Each of these extraordinary declarations was greeted with astonished hurrahs. At the last of them the crowd set upon me, ignoring my proper sentence, and I saw Bray no more. My jail clothes were torn off, either deliberately or in the general pull and haul. My male equipment, shrinking from the cold, was made rude fun of, and I was pummeled—about the head, in particular, by two short-skirt co-eds whose heavy sweaters bore the initials NTC, as did the megaphones they beat me with. My hair and beard were cruelly pulled by knowledgeable skeptics suspicious of disguise. As in a horrid dream I was fetched round again to the dooryard of the Old Chancellor’s Mansion: already a sidecar was drawn up to the familiar streetlamp (now extinguished), from whose top the noose was rigged.
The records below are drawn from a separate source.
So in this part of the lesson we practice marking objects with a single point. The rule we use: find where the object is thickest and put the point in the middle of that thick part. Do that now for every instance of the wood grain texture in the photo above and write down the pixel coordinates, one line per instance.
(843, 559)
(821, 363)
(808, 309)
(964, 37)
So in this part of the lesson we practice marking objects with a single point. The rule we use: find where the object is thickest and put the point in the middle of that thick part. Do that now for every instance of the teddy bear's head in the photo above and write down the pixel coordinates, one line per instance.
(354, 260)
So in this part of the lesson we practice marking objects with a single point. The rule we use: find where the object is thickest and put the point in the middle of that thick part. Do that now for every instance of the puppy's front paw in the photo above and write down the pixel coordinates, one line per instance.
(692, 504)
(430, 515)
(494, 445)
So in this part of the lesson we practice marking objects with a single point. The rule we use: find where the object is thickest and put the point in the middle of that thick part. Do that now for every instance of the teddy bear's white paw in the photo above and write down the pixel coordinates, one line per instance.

Grandfather Hector shouted orders from the porch, gesturing with his crook at the Telerama-crew already established there, while his loyal receptionist (who had contrived to exchange her library-clothes for military uniform) made checks on a clipboard with a series of pencils which she drew from and returned to her hair. Whether the P.-G. was opposing or directing the lynch I could not tell. I wondered why Mother was not in her place. Stoker’s guards were, rowdy as ever; I saw no sign of their leader, nor any indication that they meant to thwart the mob. The monogrammed co-eds had left off clubbing me in order to lead the procession; reaching the lamp-post they wheeled about smartly, went down on one knee, and with the aid of their megaphones and practiced gestures, set the crowd to chanting, “Get the Goat! Get the Goat!” As I was lifted to the sidecar-top and prodded with my own stick, I even heard, as in the spring, a voice cry “Rape!” and the familiar consternation at the Mansion-corner. With a bitter sigh and no prompting from my captors I thrust my buckhorn into place and put my head in the noose. Why wait to see My Ladyship rogered yet again, en route to her Belfry-tryst, by a once-more-fallen Peter Greene, and hear the EAT-whistle blow, this time no doubt in earnest?
An end to my tiresome history, and the University’s! Once more I’d been all wrong, in what wise I was too miserable to care. What the heck anyhow!